In the past, those frameworks were constructed largely out of the political divide between left and right. Each provided a different ideological lens through which to look at the world, interpret the same facts differently and come to different conclusions about policy.
Today, those political frameworks have fragmented and are shaped more by identity than by ideology. The key fault line today is not between left and right but between those who welcome a more globalized, technocratic world, and those who feel left out, dispossessed and voiceless.

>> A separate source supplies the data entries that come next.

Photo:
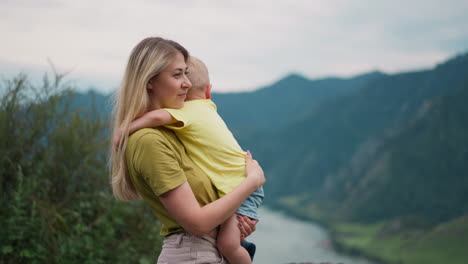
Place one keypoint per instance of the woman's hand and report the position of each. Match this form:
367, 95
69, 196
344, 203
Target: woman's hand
246, 226
254, 171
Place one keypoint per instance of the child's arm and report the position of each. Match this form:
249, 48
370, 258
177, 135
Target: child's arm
153, 118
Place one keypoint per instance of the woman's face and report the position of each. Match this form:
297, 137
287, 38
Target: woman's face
169, 88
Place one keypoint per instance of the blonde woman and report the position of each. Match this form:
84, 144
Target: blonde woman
153, 164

Mr. Trump’s supporters and his liberal critics fall on different sides of this new divide. Many Trump supporters see their economic precariousness and political voicelessness as a result of globalization and immigration. Many liberals see such voters as “deplorables.” Both sides interpret facts and news through their own particular political and cultural frames.

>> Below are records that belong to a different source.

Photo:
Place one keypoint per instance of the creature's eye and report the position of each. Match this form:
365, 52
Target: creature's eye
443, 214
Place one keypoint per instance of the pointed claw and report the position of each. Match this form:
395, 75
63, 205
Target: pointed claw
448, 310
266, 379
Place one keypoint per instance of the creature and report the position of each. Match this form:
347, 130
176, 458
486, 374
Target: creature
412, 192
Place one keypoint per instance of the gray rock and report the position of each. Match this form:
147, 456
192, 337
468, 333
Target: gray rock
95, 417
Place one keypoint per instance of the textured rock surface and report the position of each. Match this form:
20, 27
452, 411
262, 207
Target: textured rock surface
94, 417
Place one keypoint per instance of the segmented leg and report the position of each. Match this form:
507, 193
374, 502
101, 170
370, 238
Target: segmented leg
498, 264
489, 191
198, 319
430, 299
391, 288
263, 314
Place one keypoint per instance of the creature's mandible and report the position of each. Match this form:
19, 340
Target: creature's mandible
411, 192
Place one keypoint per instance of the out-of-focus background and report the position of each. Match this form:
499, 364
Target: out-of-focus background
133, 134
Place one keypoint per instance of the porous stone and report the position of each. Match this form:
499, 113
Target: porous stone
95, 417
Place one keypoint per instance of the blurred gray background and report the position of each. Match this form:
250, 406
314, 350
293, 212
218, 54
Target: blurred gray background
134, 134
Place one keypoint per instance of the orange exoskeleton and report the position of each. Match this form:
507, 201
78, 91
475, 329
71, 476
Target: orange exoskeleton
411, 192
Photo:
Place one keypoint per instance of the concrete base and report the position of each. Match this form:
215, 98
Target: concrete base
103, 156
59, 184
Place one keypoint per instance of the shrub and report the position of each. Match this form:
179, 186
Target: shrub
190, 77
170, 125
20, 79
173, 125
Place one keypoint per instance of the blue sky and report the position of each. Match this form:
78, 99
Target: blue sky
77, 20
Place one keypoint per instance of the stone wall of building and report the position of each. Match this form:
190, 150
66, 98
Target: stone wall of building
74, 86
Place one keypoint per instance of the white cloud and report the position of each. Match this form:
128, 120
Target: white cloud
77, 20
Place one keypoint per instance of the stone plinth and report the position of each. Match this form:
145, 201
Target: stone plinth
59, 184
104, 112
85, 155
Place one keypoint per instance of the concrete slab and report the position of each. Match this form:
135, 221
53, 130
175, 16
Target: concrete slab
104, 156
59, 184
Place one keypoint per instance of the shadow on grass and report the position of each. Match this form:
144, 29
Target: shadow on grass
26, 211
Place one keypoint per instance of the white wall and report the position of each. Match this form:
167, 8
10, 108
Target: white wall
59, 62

All this has led to anguished discussions about people living in echo chambers, sealed-off social worlds in which the only views they hear are ones echoing their own, and about the role of social media in creating such worlds. Studies suggest that such fears are exaggerated; that, for instance, Facebook users do have access to contrary views.
More important, social media have not created a fragmented world. They merely reflect and amplify one that already exists, a world in which the authority of traditional institutions has eroded, in which old vehicles of political change have disappeared and in which there is often a welling of anger without a conventional political outlet.
If the problem of fake news is more complex than is commonly suggested, the solutions offered are often worse than the problem itself. There are demands that Facebook should censor feeds and weed out fake stories, and for the law to come down hard on those who promote lies. But who should decide what is fake and what isn’t?
Do we really want Mark Zuckerberg, or the United States government, to determine what constitutes truth? Do we really want to go back to the days when the only fake news was “official” fake news?
Fake news is a problem. But we should not exaggerate its newness, misunderstand its cause or promote cures worse than the disease.